4. Reed is writing the lyrics
Lou Reed may be a published poet, but he's had his share of lyrical clunkers; With Metallica, on the other hand, one would be wise to ignore the lyrics altogether. Hammett and Ulrich hopefully are no longer part of any sort of lyrical braintrust like they were on St. Anger (the band collaborated on lyrics for that album, so we will never know who to properly blame for "My lifestyle/determines my deathstyle"). Reed's songwriting hand is no guarantee the lyrics or the music will be quality, but bad Lou Reed lyrics at least tend to be weird and striking.
It's funny, but I bet if I were to randomly throw out some lyrics from Berlin and lyrics from ...And Justice For All, a lot of fans wouldn't be able to correctly identify what came from which.
5. Reed calls it "maybe the best thing done by anyone, ever"

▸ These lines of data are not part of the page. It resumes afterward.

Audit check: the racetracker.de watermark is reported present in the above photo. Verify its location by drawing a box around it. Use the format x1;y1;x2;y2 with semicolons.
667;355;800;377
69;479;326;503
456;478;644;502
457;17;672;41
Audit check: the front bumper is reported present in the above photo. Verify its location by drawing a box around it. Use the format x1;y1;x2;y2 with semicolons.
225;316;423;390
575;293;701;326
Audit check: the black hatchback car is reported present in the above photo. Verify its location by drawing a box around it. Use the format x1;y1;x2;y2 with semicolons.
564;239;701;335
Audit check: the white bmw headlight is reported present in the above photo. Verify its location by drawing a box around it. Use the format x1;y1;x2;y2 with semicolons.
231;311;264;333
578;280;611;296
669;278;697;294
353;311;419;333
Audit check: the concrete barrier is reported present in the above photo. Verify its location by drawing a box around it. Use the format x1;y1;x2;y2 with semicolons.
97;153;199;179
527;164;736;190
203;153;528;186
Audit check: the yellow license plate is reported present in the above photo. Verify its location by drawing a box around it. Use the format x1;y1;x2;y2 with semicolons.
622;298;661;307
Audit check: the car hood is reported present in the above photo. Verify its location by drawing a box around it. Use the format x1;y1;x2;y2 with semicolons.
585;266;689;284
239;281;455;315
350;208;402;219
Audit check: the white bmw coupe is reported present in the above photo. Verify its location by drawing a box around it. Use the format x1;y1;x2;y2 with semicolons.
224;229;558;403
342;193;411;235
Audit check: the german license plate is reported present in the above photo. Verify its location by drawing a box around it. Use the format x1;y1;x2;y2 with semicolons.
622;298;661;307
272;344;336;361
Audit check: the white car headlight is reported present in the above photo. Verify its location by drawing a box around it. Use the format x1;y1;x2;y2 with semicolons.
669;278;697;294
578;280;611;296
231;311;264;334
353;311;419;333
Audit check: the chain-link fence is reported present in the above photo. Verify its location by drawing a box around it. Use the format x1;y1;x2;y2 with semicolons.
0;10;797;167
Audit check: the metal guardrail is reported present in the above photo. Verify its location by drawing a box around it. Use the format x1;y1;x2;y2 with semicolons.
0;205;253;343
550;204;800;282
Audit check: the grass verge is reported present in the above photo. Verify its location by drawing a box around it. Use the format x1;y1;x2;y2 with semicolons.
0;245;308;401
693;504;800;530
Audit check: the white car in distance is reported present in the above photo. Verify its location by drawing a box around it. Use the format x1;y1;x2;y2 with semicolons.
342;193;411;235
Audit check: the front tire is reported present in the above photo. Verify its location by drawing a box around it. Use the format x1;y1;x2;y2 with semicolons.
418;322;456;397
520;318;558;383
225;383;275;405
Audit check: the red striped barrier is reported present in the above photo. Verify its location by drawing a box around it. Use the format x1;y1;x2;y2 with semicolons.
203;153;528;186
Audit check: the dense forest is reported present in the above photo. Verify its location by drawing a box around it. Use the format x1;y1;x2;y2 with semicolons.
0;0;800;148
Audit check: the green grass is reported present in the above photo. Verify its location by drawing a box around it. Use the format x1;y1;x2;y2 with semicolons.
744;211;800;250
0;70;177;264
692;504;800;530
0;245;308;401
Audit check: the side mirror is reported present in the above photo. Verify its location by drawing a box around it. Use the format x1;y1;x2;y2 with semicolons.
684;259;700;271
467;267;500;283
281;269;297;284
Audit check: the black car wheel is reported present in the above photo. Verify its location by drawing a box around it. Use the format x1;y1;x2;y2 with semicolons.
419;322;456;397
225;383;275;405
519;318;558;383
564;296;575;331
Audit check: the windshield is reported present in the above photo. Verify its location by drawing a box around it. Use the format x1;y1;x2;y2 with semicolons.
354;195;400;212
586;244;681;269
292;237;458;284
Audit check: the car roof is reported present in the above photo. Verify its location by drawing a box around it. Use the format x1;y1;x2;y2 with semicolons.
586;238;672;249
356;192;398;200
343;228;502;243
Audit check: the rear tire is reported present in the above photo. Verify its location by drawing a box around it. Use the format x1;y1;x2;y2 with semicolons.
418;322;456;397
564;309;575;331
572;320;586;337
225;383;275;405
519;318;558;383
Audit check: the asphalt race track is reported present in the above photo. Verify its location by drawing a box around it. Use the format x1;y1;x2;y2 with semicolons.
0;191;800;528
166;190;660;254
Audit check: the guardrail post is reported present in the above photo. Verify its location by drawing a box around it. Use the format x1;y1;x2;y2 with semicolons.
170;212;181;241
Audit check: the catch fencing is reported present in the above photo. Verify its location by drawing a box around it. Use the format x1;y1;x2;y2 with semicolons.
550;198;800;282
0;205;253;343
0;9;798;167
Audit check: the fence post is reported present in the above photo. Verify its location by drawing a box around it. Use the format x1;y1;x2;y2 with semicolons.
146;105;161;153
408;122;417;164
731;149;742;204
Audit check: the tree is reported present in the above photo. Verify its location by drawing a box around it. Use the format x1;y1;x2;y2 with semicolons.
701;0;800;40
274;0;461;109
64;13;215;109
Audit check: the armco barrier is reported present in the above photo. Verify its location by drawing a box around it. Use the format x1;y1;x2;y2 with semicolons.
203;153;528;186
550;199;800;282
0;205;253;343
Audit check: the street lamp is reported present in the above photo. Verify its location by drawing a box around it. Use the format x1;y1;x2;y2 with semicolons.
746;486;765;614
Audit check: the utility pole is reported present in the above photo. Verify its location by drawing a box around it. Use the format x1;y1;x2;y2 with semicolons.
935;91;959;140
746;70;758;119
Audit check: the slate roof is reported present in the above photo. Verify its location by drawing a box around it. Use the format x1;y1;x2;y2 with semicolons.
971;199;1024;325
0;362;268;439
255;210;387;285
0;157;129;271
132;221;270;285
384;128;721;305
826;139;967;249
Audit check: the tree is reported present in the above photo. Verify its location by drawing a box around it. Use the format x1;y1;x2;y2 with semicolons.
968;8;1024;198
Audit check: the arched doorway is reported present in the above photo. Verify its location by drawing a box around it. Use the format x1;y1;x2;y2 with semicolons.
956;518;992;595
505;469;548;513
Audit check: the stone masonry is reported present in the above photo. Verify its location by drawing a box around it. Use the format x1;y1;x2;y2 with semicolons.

Lou Reed has plenty of faults, both as a musician and as a notable curmudgeon, but I don't think excessive hyperbole is usually considered one of them. In fact, I seldom remember Reed expressing excitement and enthusiasm for any of his work, let alone his new material. If nothing else, it sounds from interviews as if Reed and members of Metallica are convinced they have hit upon an entirely new sound, and whether or not it proves to be terrible, it's liable by those standards to be at least more exciting than the derivative work each has done lately. Hammett says it best in that Rolling Stone piece: "It feels like we're in a different band." For any fan of Metallica, this should be exciting enough news in itself.
On the other hand, this is a pretty weak foundation for an album (and it appears they were going for a Rock N Roll Animal vibe, big mistake).